The late 19th century featured a multitude of tariffs. When Congress struck down the tax on incomes of the Gorman Tariff Act in 1896, however, these same rural, populist farmers clamored for the income tax, resulting in the 16th Amendment.
Or so the official story goes. What it neglects to mention is that the railroads and National Banks that was the target of the populists were federally connected enterprises. The National Banks are instrumentalities of the Federal government. They are NOT free market. The Big Railroads were federally chartered corporations, usually in the then territory of Utah. Subsided by Jay Gould and other crony capitalists, they were not free market. The 16th Amendment actually Affirmed the original taxing clauses of the Constitution, saying the income tax was an excise tax, not a new un-apportioned tax on profits . The Income Tax does not tax incomes-rather it taxes profits from the exploitation of a federal privilege, and the income only shows the extent of the privilege. A “trade or business” in the tax code is defined as “the functions of a public office”.
Under the law of nations, selling goods in another country is a privilege, not a right. The federal government can lay a tariff excise tax on that privilege.
Working for a living in the ordinary occupations of life is a right, not a privilege. Holding a public office or employment is a privilege, not a right.
Why won’t Reason cover the almost 20 year income tax revolt that has produced full refunds of all withheld taxes, state and federal for those in occupations of common rights? See http://www.losthorizens.com
"Holding a public office or employment is a privilege, not a right."
I can't resist this as an invitation to add that such government employees don't pay any tariffs, taxes, or any other government fees. If they appear to, it is no more than an accounting trick between artificial subdivisions of government.
And paying no tariffs, taxes, or any other government fees is one hell of a privilege.

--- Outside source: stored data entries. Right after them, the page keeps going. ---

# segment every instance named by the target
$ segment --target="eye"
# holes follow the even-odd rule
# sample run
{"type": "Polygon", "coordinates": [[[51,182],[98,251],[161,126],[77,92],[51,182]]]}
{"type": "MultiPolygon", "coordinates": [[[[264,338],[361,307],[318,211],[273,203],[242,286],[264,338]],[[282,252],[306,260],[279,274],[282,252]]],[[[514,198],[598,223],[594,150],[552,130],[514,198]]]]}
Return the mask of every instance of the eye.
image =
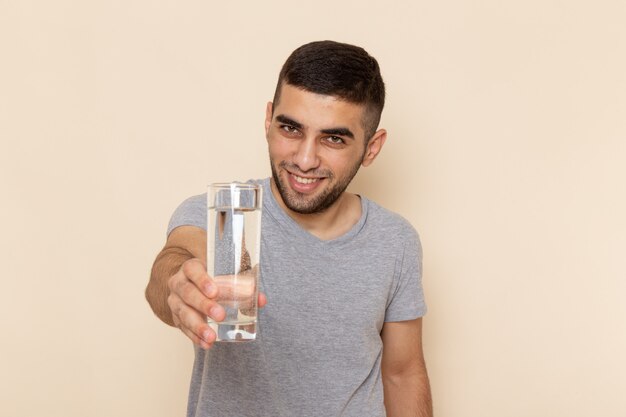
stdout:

As a wise man has said, "A tariff is a voluntary tax." Of course Americans are paying the tariff. But only because they are buying a product from a non-American country. It's the consumer's freedom of choice, and sometimes freedom is not free. There is no case or controversy here to get upset about.
Both because they are opaque and because they increase the prices of competitive and downstream goods and services, tariffs are not voluntary.

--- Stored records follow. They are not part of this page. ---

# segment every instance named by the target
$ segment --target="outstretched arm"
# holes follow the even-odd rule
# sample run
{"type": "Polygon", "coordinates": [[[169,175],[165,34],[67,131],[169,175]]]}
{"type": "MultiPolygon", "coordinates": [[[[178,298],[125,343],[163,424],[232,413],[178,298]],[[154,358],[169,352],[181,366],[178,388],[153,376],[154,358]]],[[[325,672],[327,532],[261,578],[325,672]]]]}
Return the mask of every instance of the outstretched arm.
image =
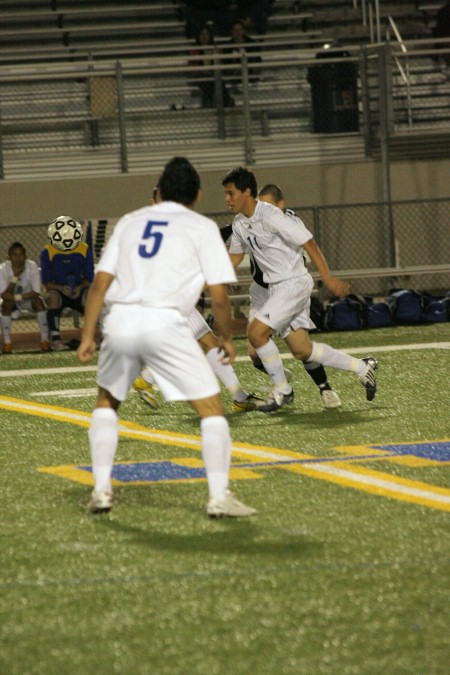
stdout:
{"type": "Polygon", "coordinates": [[[320,248],[313,239],[310,239],[303,244],[303,248],[311,258],[313,264],[316,266],[325,286],[338,298],[348,295],[350,291],[350,284],[338,277],[330,274],[328,263],[320,248]]]}

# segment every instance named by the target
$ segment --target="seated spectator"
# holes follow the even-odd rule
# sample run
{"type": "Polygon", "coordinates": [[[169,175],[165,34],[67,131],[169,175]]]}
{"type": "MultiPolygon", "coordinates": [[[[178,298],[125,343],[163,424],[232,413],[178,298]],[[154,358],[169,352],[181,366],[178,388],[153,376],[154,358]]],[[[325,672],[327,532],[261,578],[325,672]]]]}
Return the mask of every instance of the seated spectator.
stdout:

The US economy is currently suffering under lockdown measures, seeing unemployment claims up to 22 million across the country.
https://worldabcnews.com/coronavirus-us-president-trump-releases-relief-deal-for-businesses-world-news/
Trump has decided to stop punishing China, and to stop making America great, and to stop defending and promoting the interests of the American worker, because . . . coronavirus?
I wish we had input from the Trump Buttplug Club JesseAz, Sevo, LC1789, .........
It is kinda nice without their continuous personal attacks. Seems... quiet. Peaceful.
Don’t forget that dickhead with a name that starts with the letter G who accused me of incest and calls everyone a fag. Cheerleader for the Trumpista club. Death by woodchipper is too good for him and the ilk who cheer with him.
Yeah
O Great Compliant Guzba, how can i forget!
LOL
Keep the tariffs and get rid of the income tax. We do not need imports from China. Open borders brought us the plague.